According to the article, Azar and others were caught in a sting for paying kickpacks to a U.S. Army Corps of Engineers official in order to obtain payments to a foreign contractor.

A Justice Department spokesperson says the FBI was just following "standard operating procedures" in how it handled Azar, adding "we take very seriously criminal fraud against the United States government." A representative of Human Rights Watch calls the case "bizarre." Unless there's more to this story, I'm with HRW on this one.

Constantin:
Hope!

p.s. Change!

p.p.s. I hope Eric Holder or any of his lackeys don't try and get a job as a law professor when they're done in D.C.
8.22.2009 4:49pm
Anon21:
This case may have been handled oddly, perhaps even badly, but of course Constantin's moral equivalence line is garbage. Rendering a person to face criminal trial within the United States, where he will be afforded full procedural protections is a far cry from rendering a suspect to a foreign country for the purpose of causing that suspect to be tortured. Rendition for purposes of trial has a reasonable historical pedigree; rendition for purposes of torture was never practiced by the United States prior to the Bush administration.
8.22.2009 5:08pm
JakeCollins:
ditto to Anon21. The Obama's civil liberties policies aren't much better than Bush, but at least he's not torturing people. This line between "torture" and "not torture" seems beyond the comprehension of most conservatives. Or maybe people like the OP are being intellectually dishonest. I'll leave that for others to judge.
8.22.2009 5:13pm
louisianalawyer:
rendition for purposes of torture

You seriously think that don't you?
8.22.2009 5:19pm
BT:
... adding "we take very seriously criminal fraud against the United States government."
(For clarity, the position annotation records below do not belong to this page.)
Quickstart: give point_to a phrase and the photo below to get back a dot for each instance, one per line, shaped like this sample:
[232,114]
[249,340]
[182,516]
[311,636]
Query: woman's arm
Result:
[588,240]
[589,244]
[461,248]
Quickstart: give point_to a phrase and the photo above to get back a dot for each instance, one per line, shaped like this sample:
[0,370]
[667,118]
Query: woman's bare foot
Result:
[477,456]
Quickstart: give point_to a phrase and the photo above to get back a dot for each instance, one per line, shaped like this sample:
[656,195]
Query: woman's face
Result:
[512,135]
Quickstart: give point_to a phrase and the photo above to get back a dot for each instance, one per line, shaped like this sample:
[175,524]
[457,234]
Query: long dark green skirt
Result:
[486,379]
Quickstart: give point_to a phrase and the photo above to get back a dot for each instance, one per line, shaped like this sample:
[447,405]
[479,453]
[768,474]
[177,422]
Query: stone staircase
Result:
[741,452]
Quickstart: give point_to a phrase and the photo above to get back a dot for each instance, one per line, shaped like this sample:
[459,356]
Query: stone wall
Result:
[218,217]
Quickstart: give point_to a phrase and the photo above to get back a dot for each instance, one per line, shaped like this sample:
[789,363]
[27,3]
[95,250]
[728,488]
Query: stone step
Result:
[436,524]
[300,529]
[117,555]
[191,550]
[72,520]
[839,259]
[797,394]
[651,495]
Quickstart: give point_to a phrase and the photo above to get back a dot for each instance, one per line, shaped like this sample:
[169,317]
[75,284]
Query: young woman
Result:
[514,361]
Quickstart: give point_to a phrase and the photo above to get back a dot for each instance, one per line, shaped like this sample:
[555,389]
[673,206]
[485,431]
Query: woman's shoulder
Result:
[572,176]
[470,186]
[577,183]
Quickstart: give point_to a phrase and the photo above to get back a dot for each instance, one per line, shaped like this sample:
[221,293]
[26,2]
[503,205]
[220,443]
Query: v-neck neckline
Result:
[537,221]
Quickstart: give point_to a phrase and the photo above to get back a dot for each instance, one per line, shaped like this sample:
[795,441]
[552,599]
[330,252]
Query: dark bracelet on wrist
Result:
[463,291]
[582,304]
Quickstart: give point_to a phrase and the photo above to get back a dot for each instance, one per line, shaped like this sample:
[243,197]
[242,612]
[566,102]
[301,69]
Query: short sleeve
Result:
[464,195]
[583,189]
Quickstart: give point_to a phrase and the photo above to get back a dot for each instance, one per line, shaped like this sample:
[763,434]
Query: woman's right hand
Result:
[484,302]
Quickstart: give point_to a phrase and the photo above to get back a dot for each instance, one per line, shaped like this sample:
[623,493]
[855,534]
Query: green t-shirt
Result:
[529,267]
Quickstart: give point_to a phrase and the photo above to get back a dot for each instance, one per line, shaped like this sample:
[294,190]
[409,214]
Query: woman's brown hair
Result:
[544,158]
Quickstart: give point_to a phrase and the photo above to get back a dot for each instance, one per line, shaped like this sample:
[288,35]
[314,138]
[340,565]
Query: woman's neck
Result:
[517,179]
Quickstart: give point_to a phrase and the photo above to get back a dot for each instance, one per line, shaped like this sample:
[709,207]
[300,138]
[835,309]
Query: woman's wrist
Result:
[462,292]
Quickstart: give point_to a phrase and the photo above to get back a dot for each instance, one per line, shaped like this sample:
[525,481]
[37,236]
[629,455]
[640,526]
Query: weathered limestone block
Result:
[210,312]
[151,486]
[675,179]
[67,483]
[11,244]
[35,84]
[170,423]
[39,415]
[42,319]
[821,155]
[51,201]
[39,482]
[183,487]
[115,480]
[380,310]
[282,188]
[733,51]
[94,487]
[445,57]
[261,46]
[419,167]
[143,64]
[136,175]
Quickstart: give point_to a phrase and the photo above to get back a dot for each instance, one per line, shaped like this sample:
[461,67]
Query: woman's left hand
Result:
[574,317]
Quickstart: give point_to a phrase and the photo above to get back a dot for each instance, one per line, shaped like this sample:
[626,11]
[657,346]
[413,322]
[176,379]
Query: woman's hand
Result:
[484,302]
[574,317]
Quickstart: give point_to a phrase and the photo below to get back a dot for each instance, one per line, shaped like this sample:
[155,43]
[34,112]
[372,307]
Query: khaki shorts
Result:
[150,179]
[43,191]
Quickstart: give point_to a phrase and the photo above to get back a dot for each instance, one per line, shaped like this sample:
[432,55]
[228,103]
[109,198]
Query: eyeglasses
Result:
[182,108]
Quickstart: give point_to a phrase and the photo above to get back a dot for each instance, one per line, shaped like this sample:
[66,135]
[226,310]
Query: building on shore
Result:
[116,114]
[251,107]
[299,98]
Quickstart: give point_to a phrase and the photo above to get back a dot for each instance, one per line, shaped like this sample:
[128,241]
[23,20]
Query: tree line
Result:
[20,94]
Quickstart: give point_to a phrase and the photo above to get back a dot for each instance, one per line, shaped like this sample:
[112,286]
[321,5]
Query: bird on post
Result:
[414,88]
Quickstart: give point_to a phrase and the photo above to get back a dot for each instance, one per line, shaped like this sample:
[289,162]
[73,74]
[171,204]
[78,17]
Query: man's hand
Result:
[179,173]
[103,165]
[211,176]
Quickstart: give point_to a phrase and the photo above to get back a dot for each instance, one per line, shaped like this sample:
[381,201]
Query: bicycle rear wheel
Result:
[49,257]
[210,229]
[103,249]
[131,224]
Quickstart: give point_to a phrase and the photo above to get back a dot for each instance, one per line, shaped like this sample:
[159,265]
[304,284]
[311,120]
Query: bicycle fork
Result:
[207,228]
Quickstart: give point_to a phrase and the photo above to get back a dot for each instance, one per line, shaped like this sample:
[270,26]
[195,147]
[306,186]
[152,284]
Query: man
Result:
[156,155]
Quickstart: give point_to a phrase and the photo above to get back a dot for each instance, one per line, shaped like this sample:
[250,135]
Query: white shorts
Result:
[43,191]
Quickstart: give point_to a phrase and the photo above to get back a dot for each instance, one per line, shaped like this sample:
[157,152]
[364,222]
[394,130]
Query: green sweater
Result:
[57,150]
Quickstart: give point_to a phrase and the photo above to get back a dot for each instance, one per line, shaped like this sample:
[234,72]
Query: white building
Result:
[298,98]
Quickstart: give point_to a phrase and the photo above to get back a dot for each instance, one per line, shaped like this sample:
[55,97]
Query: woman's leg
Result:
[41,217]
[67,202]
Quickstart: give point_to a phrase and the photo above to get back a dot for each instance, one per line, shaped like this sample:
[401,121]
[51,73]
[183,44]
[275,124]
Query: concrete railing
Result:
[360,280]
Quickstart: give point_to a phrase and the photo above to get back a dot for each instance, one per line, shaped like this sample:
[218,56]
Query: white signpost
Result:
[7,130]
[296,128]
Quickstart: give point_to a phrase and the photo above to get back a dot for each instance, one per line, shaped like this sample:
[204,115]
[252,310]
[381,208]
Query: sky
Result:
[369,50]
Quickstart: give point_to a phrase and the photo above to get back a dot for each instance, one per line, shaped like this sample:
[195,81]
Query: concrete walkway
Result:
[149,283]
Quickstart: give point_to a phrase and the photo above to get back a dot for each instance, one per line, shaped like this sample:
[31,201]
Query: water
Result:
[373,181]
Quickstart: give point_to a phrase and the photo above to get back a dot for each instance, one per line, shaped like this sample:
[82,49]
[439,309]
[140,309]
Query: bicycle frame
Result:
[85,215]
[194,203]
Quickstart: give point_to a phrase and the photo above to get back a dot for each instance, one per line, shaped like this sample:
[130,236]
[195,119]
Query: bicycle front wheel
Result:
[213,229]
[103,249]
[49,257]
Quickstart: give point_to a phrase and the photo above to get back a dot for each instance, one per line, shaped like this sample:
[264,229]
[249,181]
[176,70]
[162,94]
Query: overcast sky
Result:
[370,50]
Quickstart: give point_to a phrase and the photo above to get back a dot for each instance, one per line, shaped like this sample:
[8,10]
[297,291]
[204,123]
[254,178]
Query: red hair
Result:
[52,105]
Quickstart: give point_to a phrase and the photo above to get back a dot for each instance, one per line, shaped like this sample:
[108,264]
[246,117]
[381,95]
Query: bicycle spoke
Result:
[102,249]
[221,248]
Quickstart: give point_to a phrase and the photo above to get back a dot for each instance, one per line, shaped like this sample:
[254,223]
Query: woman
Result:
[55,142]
Hey maybe there is some hope in bringing Barack Obama to justice concerning his fraudulent statements about Obamacare.
8.22.2009 5:29pm
Spanky von Spankowitz:
Some renditioners are more equal than others.

Toodles,
8.22.2009 5:32pm
ruuffles (mail) (www):

Hey maybe there is some hope in bringing George W Bush to justice concerning his fraudulent statements about Iraq War.

fixed!
8.22.2009 5:41pm
ruuffles (mail) (www):

Rendition for . . . Bribery

OK I get it. The OP doesn't care that rendition is being cared out. Just that its for bribery.

But hey, whatever takes the spotlight away from revelations about the Bush administration, right?
8.22.2009 5:45pm
troll_dc2 (mail):
Would we do this sort of thing in Europe? Canada? Even Latin America? I don't think that the host governments would put up with it, even if the person was a citizen of a different country. (At least since the practice came to light after 9/11.)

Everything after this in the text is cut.